Melancthe se quitó el casco de cuero y lo usó para envolver la punta del hacha-alabarda. Habló con voz áspera como la piedra.
—Coge el hacha. Ya no puedo llevarla más. No toques la hoja, porque te sorbería la vida.
Torqual cogió con aprensión el mango de madera negra.
—¿Qué hago con ella?
—Yo te daré instrucciones. Escucha mi voz, pero luego no mires atrás, ocurra lo que ocurra. Ahora ve hasta el portal del frente. Yo te seguiré. No mires atrás.
Torqual frunció el ceño, encontrando la aventura muy poco de su agrado. Echó a andar a lo largo de la muralla. A sus espaldas oyó un sonido suave: un suspiro, un jadeo, luego los pasos de Melancthe.
En el portal Torqual se detuvo para escrutar el patio, donde Vus y Vuwas, los demonios que custodiaban la poterna, habían ideado un nuevo entretenimiento para matar el tiempo. Habían entrenado a varios gatos para que cumplieran la función de corceles de guerra. Los gatos usaban jaeces coloridos, sillas exquisitas y nobles emblemas, y actuaban como monturas para ratas caballerescas, bien entrenadas y vestidas con acero brillante y gallardos yelmos. Las armas eran espadas de madera y lanzas acolchadas; mientras los demonios miraban, apostaban y gritaban eufóricos, los caballeros espoleaban las monturas gatunas y galopaban por la liza en su esfuerzo por derribar a los contrincantes.
Melancthe atravesó el portal; Torqual iba a seguirla. Una voz dijo a sus espaldas:
—Anda con sigilo; los demonios están concentrados en el juego; trataremos de pasar inadvertidos.
Torqual se paró en seco.
—¡No te vuelvas! —advirtió la voz—. Melancthe hará lo necesario. ¡Así justifica su vida! —Torqual notó que Melancthe era ahora igual que antes: la doncella meditabunda que había conocido en la villa blanca junto al mar. La voz dijo—: Avanza en silencio. Ellos no lo notarán.

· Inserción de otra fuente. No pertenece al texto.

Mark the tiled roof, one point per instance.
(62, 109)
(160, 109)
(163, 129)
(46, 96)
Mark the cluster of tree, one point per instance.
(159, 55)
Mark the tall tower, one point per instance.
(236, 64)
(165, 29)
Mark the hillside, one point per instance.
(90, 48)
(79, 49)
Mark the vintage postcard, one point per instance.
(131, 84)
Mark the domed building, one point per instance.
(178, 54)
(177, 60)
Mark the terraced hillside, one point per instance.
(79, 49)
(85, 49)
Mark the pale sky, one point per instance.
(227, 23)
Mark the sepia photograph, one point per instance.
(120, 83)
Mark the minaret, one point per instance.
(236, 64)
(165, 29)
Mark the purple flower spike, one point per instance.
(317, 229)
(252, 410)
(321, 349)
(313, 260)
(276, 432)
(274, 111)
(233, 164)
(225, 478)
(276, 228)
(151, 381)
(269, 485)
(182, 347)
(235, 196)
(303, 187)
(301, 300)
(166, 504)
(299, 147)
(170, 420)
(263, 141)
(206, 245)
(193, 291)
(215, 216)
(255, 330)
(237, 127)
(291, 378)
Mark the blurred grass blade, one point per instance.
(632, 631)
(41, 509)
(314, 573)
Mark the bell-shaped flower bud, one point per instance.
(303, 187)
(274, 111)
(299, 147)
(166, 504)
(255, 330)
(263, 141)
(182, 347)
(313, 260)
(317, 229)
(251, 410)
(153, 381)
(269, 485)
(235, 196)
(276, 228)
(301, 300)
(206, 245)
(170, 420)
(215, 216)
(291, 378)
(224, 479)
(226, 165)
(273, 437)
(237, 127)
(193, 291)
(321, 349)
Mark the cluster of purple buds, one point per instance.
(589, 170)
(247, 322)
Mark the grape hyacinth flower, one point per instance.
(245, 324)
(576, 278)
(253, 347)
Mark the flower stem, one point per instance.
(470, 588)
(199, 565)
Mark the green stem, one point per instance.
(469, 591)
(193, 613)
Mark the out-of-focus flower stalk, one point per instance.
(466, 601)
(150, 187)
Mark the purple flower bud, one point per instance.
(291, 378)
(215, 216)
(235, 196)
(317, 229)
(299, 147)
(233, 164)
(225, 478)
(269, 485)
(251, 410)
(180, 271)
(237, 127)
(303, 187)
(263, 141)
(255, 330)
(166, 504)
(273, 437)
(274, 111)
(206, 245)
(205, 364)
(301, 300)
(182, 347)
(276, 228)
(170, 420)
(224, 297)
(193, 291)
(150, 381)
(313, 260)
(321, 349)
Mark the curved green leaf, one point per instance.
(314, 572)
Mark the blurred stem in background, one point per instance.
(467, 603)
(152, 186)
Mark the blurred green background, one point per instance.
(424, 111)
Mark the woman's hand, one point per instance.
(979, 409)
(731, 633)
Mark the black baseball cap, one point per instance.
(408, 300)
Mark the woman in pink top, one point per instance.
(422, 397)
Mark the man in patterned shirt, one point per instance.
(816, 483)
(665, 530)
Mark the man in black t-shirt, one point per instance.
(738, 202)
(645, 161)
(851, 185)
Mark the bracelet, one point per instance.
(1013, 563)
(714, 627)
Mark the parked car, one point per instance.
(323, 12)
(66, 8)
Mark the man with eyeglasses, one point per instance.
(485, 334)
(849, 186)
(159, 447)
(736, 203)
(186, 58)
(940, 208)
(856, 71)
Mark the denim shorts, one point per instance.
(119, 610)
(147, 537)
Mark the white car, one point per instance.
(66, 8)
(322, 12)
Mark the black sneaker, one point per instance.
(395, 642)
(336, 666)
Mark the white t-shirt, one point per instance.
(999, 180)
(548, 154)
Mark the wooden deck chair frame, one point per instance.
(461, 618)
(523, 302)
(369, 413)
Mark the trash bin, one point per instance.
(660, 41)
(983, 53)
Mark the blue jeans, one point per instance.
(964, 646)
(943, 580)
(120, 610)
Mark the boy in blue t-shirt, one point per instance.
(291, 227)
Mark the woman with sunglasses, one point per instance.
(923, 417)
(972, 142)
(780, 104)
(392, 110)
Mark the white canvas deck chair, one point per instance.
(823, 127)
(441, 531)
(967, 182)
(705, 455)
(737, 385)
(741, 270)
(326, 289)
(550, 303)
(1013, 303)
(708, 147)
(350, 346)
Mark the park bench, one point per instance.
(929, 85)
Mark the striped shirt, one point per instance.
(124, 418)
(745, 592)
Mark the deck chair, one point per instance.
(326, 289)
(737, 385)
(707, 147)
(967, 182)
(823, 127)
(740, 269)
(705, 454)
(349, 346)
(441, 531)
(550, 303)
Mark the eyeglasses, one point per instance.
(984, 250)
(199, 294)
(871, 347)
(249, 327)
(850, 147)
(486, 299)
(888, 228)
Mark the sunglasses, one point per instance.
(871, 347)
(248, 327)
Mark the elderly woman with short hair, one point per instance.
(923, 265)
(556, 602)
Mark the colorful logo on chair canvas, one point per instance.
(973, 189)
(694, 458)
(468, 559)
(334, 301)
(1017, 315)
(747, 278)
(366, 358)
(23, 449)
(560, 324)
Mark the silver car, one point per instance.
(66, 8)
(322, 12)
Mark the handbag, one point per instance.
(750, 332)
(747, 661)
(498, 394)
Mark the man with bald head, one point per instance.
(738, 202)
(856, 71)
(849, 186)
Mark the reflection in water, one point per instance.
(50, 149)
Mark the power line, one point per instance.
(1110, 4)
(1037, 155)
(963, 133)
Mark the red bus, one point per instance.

Torqual siguió a Melancthe. Avanzaron invisibles por el patio. En el último momento, el rojo demonio Vuwas se volvió disgustado —habían derrotado a su gato y su rata— y vio a los intrusos.
—¡Alto! —exclamó—. ¿Quién pasa con sigilosas rodillas y largos pies? ¡Huelo maldad al acecho! —le dijo a su compañero— ¡Ven, Vus! ¡Tenemos trabajo!
—Regresad a vuestro juego, buenos demonios —dijo Melancthe con voz metálica—. Estamos aquí para ayudar a Murgen en sus brujerías, y llegamos tarde, así que dejadnos pasar.
—¡Ése es el lenguaje de los intrusos! ¡Las gentes virtuosas nos traen obsequios! ¡Así distinguimos el bien del mal! Vosotros parecéis representar la segunda categoría.
—Os equivocáis —dijo Melancthe cortésmente—. La próxima vez os traeremos algo —se volvió hacia Torqual—. Ve de inmediato. Pide a Murgen que salga y certifique nuestra condición. Aguardaré mientras observo las justas.
Torqual se escabulló aprovechando la momentánea distracción de Vus y Vuwas.